This article is from the Glossary of Technical Analysis Terms.
The Norton High/Low Indicator uses results from the Demand Index and the Stochastic study and is designed to pick tops and bottoms on long term price charts. Two lines are generated: the NLP line and the NHP line. The system also uses level lines at -2 and -3. The NLP line crossing -3 to the downside is the signal that a new bottom will occur in 4-6 periods, using daily, weekly, or mnthly data. Similarly, the NHP line crossing -3 to the downside indicates a new top in the same time frame. The indicator tends to be more reliable using longer term data (weekly or monthly). When either indicator drops below the - 3 level, a reversal may be imminent. The reversal (or hook) is the signal to enter the market. For greater reliability, use the Norton High/Low Indicator together with other studies for confirmation.

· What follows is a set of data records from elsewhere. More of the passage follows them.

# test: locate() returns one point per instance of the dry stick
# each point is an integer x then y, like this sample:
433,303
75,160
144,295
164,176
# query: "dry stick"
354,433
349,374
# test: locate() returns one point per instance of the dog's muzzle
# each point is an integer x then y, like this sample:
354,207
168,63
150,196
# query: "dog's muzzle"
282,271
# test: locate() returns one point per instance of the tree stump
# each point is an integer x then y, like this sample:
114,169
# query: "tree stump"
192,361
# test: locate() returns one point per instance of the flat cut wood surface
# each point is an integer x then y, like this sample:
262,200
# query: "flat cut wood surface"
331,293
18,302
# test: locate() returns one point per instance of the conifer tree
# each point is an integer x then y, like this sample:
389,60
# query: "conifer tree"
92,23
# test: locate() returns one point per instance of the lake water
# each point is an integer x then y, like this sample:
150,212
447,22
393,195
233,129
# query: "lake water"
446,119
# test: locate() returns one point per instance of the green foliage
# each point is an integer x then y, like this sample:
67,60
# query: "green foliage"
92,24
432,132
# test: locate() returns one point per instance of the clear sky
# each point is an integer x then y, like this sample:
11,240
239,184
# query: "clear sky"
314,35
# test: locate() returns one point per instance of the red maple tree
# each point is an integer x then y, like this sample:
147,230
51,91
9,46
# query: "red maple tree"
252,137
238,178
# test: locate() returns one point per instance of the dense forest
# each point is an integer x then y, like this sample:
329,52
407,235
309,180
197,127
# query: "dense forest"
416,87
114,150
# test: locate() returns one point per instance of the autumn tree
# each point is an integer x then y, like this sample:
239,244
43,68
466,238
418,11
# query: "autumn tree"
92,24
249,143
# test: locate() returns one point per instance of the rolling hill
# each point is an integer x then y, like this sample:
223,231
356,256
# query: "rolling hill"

A way to measure volatility is to measure the daily ranges between the high and the low. Volatility is high when the daily range is large and low when the daily range is small. The Notis %V study contains two separate indicators. It divides market volatility into upward and downward components (UVLT and DVLT). Both are plotted separately in the same window, and can be plotted as an oscillator. The upward component is also compared to the total volatility (UVLT + DVLT) and expressed as a percentage; thus the name, %V. Volatility can be a key to options trading. A good sense of market volatility can help you avoid those frustrating times when the market moves your way but your option still loses value.